Je pris tout de même mon courage à deux mains, et au bout de quelques jours, je me décidais à la contacter, en la vouvoyant et en lui posant une question simple :
«  Est-ce vous qui alliez au collège Récamier, vêtue d’un manteau bleu marine et qui prenait le bus n°8 à St Clair ?».
Je n’ai pas eu de réponse. Je surveillais ma boite mail plusieurs fois par jour. Je tournais comme un lion en cage, incapable de rester calme. Au bout de deux semaines, je lui reposais la même question.
L’attente est longue, l’angoisse, les interrogations m’ont envahi.
Au bout de quelques jours, je vis apparaître sa réponse avec objet : St Clair.
C’était elle. Elle s’est excusée d’avoir tardé à répondre. Un évènement grave dans sa famille était apparu, elle me disait dans son message, qu’elle m’écrirait plus tard.
J’étais comblé. J’ai retrouvé mon premier amour, j’avais une photo récente d’elle affiché sur mon écran. Elle ne m’a pas repoussé. Elle n’est plus blonde, mais brune. Du coup avec son vrai prénom, j’ai continué les recherches et trouvé les photos de classe de l’époque où nous prenions le bus ensemble. Pas de doute, son visage de collégienne sur les photos, ont conforté celle que j’avais dans ma mémoire. Un bonheur immense en est ressorti.

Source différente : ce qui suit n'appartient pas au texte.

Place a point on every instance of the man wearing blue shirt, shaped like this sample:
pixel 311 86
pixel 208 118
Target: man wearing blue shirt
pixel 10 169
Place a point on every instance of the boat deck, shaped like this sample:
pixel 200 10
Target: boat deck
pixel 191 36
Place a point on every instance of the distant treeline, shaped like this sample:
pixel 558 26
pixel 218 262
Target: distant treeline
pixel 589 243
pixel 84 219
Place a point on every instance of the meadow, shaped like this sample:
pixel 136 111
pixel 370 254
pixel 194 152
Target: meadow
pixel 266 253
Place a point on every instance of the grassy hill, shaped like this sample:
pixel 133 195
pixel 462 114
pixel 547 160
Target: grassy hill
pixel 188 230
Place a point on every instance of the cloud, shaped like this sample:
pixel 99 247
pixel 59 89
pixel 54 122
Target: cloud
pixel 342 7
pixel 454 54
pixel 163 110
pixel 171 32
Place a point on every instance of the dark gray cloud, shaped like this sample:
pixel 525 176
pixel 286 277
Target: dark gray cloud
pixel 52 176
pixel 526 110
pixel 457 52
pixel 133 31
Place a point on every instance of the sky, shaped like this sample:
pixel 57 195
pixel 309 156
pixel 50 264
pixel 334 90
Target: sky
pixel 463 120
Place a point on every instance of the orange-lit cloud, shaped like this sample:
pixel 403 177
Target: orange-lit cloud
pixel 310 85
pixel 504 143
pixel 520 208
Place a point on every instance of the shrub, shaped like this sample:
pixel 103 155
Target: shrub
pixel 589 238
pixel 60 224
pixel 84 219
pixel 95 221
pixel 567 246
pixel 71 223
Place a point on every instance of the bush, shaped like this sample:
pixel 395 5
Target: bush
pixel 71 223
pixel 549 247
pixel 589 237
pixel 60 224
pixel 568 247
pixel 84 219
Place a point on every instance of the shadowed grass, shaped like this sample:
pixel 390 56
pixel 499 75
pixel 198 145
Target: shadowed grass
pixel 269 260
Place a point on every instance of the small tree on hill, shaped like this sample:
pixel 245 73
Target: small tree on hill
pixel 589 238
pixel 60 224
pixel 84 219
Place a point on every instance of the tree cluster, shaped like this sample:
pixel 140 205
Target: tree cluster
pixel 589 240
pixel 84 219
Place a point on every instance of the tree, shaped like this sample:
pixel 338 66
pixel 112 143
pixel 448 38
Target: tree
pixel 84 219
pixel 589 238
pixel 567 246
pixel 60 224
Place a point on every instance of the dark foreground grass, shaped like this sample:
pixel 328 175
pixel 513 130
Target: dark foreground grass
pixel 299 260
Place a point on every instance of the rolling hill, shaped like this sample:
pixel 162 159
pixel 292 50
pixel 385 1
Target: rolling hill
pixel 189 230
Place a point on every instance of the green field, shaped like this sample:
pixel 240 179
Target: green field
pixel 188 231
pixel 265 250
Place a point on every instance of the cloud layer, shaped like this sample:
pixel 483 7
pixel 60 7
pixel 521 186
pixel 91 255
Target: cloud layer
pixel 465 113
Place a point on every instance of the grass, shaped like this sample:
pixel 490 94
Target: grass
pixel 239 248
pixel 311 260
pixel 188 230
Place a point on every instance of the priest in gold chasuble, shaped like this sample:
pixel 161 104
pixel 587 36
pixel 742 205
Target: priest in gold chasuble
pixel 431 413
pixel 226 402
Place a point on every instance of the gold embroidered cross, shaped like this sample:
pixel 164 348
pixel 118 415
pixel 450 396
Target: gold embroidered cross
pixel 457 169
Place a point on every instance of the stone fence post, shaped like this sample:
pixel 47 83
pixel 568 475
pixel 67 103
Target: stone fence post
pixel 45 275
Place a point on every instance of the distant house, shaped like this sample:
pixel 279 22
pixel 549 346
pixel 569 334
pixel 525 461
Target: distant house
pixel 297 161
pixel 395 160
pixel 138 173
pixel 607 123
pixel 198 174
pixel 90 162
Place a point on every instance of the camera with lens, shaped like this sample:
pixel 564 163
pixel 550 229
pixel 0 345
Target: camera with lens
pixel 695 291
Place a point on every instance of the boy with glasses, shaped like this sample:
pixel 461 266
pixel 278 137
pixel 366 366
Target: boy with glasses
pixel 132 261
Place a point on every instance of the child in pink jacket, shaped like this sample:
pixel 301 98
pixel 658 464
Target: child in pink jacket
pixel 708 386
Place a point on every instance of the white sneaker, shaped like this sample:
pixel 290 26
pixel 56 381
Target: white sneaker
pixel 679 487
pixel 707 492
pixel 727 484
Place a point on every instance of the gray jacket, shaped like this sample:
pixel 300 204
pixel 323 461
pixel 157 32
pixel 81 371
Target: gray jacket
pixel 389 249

Je décidais de la laisser tranquille puisqu’un évènement tragique était survenu.
Au bout de plusieurs semaines, je lui ai renvoyé un message, me présentant, exposant ma vie de famille et professionnelle. J’ai fait abstraction des sentiments que j’avais pour elle à l’époque, qui m’ont poussé à faire des recherches. Cela aurait été déplacé, elle venait de perdre son mari.
Depuis ce temps, nous n’avons pas arrêté de nous écrire. Nous avons commencé nos communications par des échanges de chansons à écouter. Nous nous sommes trouvé des goûts communs. Puis la confiance s’est établie entre nous et sommes allés plus loin dans nos échanges, elle avait besoin d’une écoute et d’un soutient suite à son drame. J’ai répondu présent à ses attentes. Et rapidement je lui ai raconté ce qui s’est passé dans notre jeunesse, quand nous allions au collège.
Nous nous sommes donné rendez-vous pour nous rencontrer: C’était la première fois en 45 ans que je la revoyais, et je lui ai parlé, nous nous sommes embrassé. En une seule visite, j’ai réalisé ce qu’en 4 ans de collège je n’ai réussi à faire.
Et depuis nous sommes des amis très proches, avec un regret partagé, nous avons loupé quelque chose ensemble. Elle me l’a dit :
Tu aurais dus me parler dans le bus autrefois.